Hasta el cierre de marzo, las autoridades del Ministerio de Salud Pública reportaron un total de 328 muertes en recién nacidos, concentrando la mayor afectación en Metropolitana y Cibao Norte del país caribeño
Abigail Parada. Infobae
El impacto de la mortalidad neonatal sigue siendo uno de los principales retos para el sistema de salud en República Dominicana, donde el 80% de las muertes de recién nacidos se producen antes de los 28 días de vida, conforme a los registros del Ministerio de Salud Pública. Esta alta proporción subraya la urgencia de fortalecer la atención sanitaria dirigida a este grupo etario en las etapas iniciales, un período donde la vulnerabilidad es máxima y la intervención oportuna puede marcar la diferencia.
En el primer trimestre de 2026, la Dirección de Epidemiología notificó un total de 328 fallecimientos infantiles, como lo documenta el informe oficial del Ministerio al cierre de marzo. Entre el 15 y el 21 del mismo mes, que comprende la semana epidemiológica 11, se registraron 15 muertes adicionales. En las cuatro semanas previas, la cifra acumulada alcanzó 90 decesos, según los datos citados por las autoridades sanitarias dominicanas. Las regiones Metropolitana y Cibao Norte concentran la mayor cantidad de casos, en paralelo con su densidad poblacional y el número de establecimientos de salud, de acuerdo con el reporte de la Dirección de Epidemiología.

En el mismo periodo del año anterior, la cantidad de muertes infantiles ascendía a 397, lo que representa una reducción interanual del 17% en 2026, informaron las autoridades en el reporte más reciente del Ministerio de Salud Pública.
La Organización Mundial de la Salud (OMS) ha enfatizado que la mortalidad neonatal, correspondiente a los primeros 28 días de vida, constituye una de las áreas donde los progresos resultan más lentos. Las principales causas identificadas por el organismo internacional son las complicaciones durante el parto y el nacimiento prematuro. Esta realidad adquiere un significado importante en países como República Dominicana, donde los esfuerzos para revertir la tendencia requieren intervenciones sistemáticas y sostenidas.

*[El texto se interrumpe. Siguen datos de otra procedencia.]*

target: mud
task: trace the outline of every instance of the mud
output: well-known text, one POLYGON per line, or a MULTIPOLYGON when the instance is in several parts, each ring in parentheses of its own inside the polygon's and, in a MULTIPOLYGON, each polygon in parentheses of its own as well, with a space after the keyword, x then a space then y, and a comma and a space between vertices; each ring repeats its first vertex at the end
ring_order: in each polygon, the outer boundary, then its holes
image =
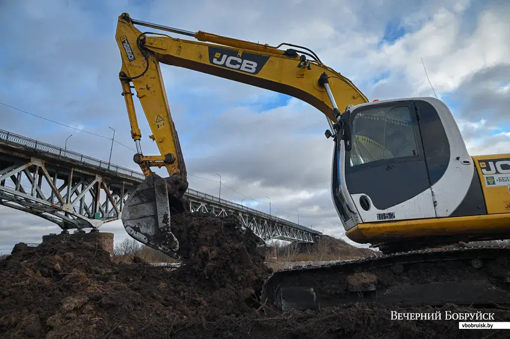
POLYGON ((461 330, 452 320, 391 320, 393 310, 449 309, 510 321, 510 311, 495 305, 399 309, 353 303, 265 312, 257 296, 267 268, 254 234, 235 219, 207 215, 172 216, 172 224, 189 258, 171 272, 115 264, 108 252, 83 242, 17 244, 0 262, 0 338, 507 336, 504 330, 461 330))

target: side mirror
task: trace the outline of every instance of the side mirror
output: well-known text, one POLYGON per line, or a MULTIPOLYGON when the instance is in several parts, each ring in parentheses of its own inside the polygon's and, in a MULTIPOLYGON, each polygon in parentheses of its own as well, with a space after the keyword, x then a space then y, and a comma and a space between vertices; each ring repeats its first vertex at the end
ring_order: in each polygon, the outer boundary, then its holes
POLYGON ((347 122, 344 125, 344 135, 342 139, 345 142, 345 150, 348 152, 352 147, 352 129, 350 122, 347 122))

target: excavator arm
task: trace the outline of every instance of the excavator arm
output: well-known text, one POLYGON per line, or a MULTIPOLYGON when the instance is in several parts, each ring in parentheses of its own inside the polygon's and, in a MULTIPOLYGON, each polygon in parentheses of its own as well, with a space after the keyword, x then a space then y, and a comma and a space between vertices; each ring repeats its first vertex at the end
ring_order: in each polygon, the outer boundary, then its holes
POLYGON ((271 46, 201 31, 193 33, 135 20, 127 13, 119 17, 116 38, 122 61, 119 73, 122 95, 137 147, 134 160, 147 177, 126 201, 123 223, 132 237, 174 257, 178 256, 178 243, 170 229, 170 215, 172 209, 184 208, 182 197, 188 182, 160 63, 297 98, 322 112, 332 131, 340 115, 338 106, 345 108, 368 102, 350 80, 301 46, 288 43, 271 46), (198 41, 142 32, 135 24, 193 37, 198 41), (289 48, 279 49, 283 46, 289 48), (142 135, 132 88, 136 90, 150 127, 149 138, 156 142, 160 155, 145 155, 142 152, 142 135), (151 168, 156 166, 166 167, 169 177, 163 179, 154 173, 151 168))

Las autoridades no han divulgado mayores detalles sobre las complicaciones clínicas que presentaron los recién nacidos fallecidos ni sobre los factores de riesgo específicos. El Ministerio de Salud Pública aseguró a través del boletín epidemiológico que, junto con el Servicio Nacional de Salud, impulsa sistemas de vigilancia epidemiológica intensificada, realiza auditorías clínicas así como revisiones sistemáticas, así como monitorea la calidad de la atención en servicios maternos y neonatales con el propósito de reducir estas muertes prevenibles.

En cuanto a la mortalidad materna, el mismo boletín registró cinco fallecimientos durante la semana epidemiológica 11: dos de madres dominicanas y tres de mujeres haitianas, lo que eleva el total anual a 23 madres fallecidas (14 de nacionalidad dominicana y nueve haitiana). Las edades de las madres se ubican entre 16 y 39 años, y residían en las provincias de Hato Mayor, San Cristóbal, La Altagracia, Espaillat y Pedernales, según el reporte ministerial.
La relevancia de la mortalidad en los primeros cinco años de vida, continúa siendo identificada por la OMS como un desafío persistente, especialmente en contextos afectados por crisis humanitarias.
República Dominicana continúa optimizando la referencia entre centros médicos, promueve la detección temprana de signos de alarma y asegura la provisión de recursos esenciales en servicios de salud materno-neonatal. El Ministerio de Salud Pública sostiene que la finalidad es prevenir decesos evitables y avanzar de manera sistemática hacia la reducción de la mortalidad materna e infantil a nivel nacional, como se desprende de las declaraciones oficiales incluidas en el informe presentado.